The next day, I woke up at five o’clock. After packing some clothes and a few belongings, I took one last look out the bedroom window at my favourite view of Inya Lake. I was about to walk out the door when I noticed the Thiha Thura Medal still hanging on the wall. I pulled it off by the ribbon and looked at it closely, running my thumb over the edges of its golden star in the centre. I was tempted to take it with me — what a conversation piece it would have made! — but changed my mind. If I were apprehended before reaching the border with a military medal for gallantry in my possession, that would be the end of my escape plan. Instead, I quietly placed it on the bedside table and tiptoed downstairs. The domestic staff hadn’t begun work yet, so I slipped out of the mansion unnoticed and made my way downtown.
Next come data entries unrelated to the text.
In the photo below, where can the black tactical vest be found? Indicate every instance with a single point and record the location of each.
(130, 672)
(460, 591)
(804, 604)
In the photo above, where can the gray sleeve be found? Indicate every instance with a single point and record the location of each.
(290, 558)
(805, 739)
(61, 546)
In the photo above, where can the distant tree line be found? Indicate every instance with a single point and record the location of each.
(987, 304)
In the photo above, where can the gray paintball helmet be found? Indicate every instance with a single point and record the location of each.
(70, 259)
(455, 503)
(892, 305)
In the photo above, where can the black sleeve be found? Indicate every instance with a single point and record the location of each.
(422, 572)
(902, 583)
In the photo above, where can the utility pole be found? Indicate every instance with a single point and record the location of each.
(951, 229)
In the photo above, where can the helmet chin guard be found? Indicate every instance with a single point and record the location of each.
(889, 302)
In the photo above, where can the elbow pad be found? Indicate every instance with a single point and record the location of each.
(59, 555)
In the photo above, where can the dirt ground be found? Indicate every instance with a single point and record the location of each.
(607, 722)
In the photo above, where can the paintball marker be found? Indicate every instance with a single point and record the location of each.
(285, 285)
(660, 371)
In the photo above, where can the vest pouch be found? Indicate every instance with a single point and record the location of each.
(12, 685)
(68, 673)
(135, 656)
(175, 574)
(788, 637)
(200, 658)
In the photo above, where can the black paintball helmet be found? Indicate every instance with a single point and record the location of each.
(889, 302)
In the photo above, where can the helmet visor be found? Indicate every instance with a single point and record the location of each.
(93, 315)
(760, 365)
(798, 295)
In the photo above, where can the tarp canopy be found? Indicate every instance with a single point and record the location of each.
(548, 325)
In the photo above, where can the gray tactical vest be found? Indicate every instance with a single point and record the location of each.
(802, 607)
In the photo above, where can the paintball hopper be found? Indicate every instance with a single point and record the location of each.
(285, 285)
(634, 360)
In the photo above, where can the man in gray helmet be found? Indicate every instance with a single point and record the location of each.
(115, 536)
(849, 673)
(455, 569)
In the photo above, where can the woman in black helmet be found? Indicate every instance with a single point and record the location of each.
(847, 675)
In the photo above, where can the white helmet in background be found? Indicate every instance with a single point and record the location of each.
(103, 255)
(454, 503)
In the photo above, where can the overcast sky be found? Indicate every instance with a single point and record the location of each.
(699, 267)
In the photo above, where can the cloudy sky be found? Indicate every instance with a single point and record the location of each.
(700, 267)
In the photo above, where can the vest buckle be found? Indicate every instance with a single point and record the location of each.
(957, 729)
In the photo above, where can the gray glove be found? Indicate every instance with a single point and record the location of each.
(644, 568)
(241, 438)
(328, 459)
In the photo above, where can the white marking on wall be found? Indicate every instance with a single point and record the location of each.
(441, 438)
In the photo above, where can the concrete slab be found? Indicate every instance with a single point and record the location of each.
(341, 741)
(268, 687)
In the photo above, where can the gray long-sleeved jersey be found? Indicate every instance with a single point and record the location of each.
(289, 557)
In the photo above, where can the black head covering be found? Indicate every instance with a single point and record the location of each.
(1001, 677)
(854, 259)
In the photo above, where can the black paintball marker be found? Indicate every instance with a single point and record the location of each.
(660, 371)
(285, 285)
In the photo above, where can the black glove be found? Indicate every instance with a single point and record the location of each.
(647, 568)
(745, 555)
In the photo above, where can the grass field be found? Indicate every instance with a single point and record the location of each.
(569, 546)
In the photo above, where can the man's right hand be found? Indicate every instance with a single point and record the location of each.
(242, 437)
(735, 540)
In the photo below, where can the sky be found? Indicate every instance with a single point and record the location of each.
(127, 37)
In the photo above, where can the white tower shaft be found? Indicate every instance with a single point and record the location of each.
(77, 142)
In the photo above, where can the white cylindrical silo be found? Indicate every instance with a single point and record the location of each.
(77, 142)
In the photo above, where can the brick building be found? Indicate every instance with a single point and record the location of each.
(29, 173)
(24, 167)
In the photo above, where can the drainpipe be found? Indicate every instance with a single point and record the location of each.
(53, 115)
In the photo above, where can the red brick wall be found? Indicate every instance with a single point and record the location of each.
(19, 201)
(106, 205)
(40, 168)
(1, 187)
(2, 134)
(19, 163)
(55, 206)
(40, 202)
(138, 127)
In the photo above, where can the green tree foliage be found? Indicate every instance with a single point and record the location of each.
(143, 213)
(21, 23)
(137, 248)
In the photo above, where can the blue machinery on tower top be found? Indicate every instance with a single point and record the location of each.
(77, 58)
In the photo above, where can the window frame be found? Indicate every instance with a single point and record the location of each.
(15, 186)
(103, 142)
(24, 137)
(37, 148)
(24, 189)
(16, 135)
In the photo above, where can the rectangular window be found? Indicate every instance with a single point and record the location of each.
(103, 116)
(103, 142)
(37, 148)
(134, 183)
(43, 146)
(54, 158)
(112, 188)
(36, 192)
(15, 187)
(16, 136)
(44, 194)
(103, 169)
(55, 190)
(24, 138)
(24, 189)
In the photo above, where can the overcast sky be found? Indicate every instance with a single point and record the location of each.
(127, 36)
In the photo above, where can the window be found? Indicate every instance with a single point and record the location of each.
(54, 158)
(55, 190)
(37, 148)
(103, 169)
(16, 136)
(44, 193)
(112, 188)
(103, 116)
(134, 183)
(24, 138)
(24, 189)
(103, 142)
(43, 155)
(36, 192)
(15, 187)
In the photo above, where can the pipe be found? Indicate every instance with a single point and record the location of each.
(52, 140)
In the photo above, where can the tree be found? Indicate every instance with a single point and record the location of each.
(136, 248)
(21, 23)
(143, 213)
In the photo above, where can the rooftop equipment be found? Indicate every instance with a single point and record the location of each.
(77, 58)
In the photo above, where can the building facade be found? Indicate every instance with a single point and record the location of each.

It took me a while to find a parked car with its key in the ignition. Once I did, I stole the car and drove it a few blocks before turning into an alley where I found five or six other parked cars. I stopped to switch plates with one of them, then drove it out of the city and didn’t look back until I was clear of Pegu, north of Rangoon. When I arrived in Karen State and reached Myaing Ka Lay — a small village on the banks of the Thanlwin River, not far from Hpa-an — I parked in an alley, abandoned the car, and began wandering around town looking for someone I could trust. Stopping at a beer bar, I chatted up a chicken farmer who said he was going to Mae Sot. I offered him a hundred thousand kyats for a lift, and he agreed.
When I lifted the tarpaulin covering the back of his truck before hopping in, I was overcome by the stench of chicken manure. Lying in the cargo bed between two sets of cages were two other men, a woman, and a couple of young boys. I climbed in and joined them, pulling the tarp back into place. The farmer turned on the ignition, setting the truck on its way. Soon I heard the humming and felt the vibration of its tires going over a bridge. The truck slowed down as it approached the checkpoint. As it came to a halt, I heard a soldier approach. I held my breath as the farmer stepped out of his truck to join him for a cigarette, the two men making small talk as they stepped around the back.
“Pretty routine work these days?” the farmer was asking.
“Mostly,” the soldier replied. “Except for the alert from Yangon about some staffer from the Ministry of Information who failed to report for work. Wait a minute …” The soldier went off to his booth, returning a few moments later. “Have you seen anyone who looks like this?” he asked. I gulped. The soldier was showing the farmer my official SLORC photo. I watched the others lying with me in the truck bed, the adults regarding me warily. The woman and one of the men covered the two little boys’ mouths to keep them quiet.